Ferrari présentera sans doute une voiture largement modifiée à Barcelone… La Scuderia doit-elle déjà se projeter sur la saison prochaine? Peut-elle surtout se le permettre?
Je pense que Ferrari ne peut pas se le permettre. On l’a évoqué et entendu. C’est impossible pour une écurie de cette importance de se concentrer déjà sur la saison suivante. Impossible et inutile car les règlements vont changer l’an prochain - pas de ravitaillement, des voitures plus lourdes au départ - et cela va amener beaucoup de choses différentes. Il faut déjà comprendre pourquoi on en est arrivé là. Il faut également remotiver les gens. Il y a autour de Ferrari un tel environnement médiatique et une ambiance propre à ce type d’équipe latine qu’il faut d’abord récupérer un peu de moral.

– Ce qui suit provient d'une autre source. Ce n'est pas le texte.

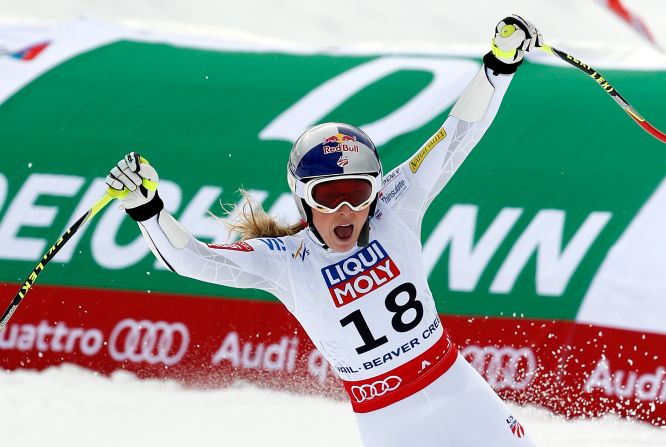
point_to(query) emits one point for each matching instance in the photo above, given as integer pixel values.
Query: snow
(72, 406)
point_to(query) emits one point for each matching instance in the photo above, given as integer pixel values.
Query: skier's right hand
(134, 182)
(514, 36)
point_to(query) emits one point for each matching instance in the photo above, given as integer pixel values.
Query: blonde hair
(252, 221)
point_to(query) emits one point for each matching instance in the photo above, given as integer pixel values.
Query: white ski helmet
(331, 150)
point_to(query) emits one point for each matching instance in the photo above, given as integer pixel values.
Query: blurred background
(545, 253)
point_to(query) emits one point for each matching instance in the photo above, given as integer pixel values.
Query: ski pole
(96, 208)
(604, 84)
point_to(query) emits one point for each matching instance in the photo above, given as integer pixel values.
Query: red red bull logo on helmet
(354, 277)
(339, 138)
(340, 143)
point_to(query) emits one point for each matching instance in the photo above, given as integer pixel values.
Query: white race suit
(370, 311)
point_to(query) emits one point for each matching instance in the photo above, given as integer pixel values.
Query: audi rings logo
(505, 367)
(148, 341)
(369, 391)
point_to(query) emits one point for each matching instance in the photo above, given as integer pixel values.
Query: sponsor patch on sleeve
(395, 185)
(236, 246)
(415, 162)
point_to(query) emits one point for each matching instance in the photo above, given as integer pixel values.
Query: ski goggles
(328, 194)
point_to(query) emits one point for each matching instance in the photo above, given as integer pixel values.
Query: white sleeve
(245, 264)
(411, 187)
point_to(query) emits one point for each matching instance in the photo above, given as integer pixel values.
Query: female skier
(352, 273)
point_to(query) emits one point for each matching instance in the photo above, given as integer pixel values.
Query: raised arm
(249, 264)
(411, 187)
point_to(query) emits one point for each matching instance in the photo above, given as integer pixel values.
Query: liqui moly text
(359, 274)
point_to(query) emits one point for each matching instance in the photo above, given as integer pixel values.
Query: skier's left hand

La FIA a décidé le plafonnement des budgets pour la saison prochaine. Pensez-vous que ce soit une bonne chose?
Le principe est évidemment bon et on aurait dû le faire depuis longtemps. On le fait aujourd’hui car il y a une crise économique. Les constructeurs ne veulent pas avoir une F1 à deux vitesses avec une réduction des budgets mais l’autorisation de les dépasser. En plus, d’une année sur l’autre, cela peut avoir des conséquences importantes. Certaines écuries ont plus de 1 000 personnes embauchées. Cela peut amener des licenciements. Il faut peut-être y aller par paliers. Les écuries devraient proposer plus en amont. Il est aussi vrai que Max Mosley a une méthode dure et il va toujours très loin pour arriver à un compromis.

Les relations sont justement très tendues entre Max Mosley et Ferrari par la voix de Luca Di Montezemolo. La Scuderia peut-elle aller jusqu’à un clash et quitter la F1 ou est-ce juste une guerre d’intox?
Cela fait déjà très longtemps qu’il y a une volonté des constructeurs de créer leur propre championnat. Aujourd’hui on en reparle. Il y a une sorte de pression continuelle entre les grands constructeurs et Max Mosley. Mais c’est la première fois qu’il y a deux personnalités l’une contre l’autre. Luca Di Montezemolo tient tête à Max Mosley et j’ai peur qu’il y ait, à un moment donné, un clash qui ne serait pas bon pour la F1.

Un mot rapide sur la sanction de trois Grands Prix avec sursis qui a frappé McLaren-Mercedes…
Il y a eu divers incidents chez McLaren depuis quelques saisons. Le dernier en date, lors du Grand Prix d’Australie, est incompréhensible mais c’est une vraie faute de la part de McLaren. La FIA aurait pu sanctionner beaucoup plus durement l’écurie. Mais, du fait du contexte économique et du repentir de McLaren, c’est l’apaisement qui a prévalu.

Pour terminer, quel est votre pronostic sur ce Grand Prix d’Espagne?
Comme c’est très indécis, je vais mettre une ancienne voiture performante dans mon trio. Je mettrais tout de même une Red Bull avec Vettel, une Brawn GP sur le podium et, soit une Ferrari soit une McLaren. On va voir si Ferrari revient sur un circuit où la Scuderia a souvent été performante… Mais sans trop de convictions (rires).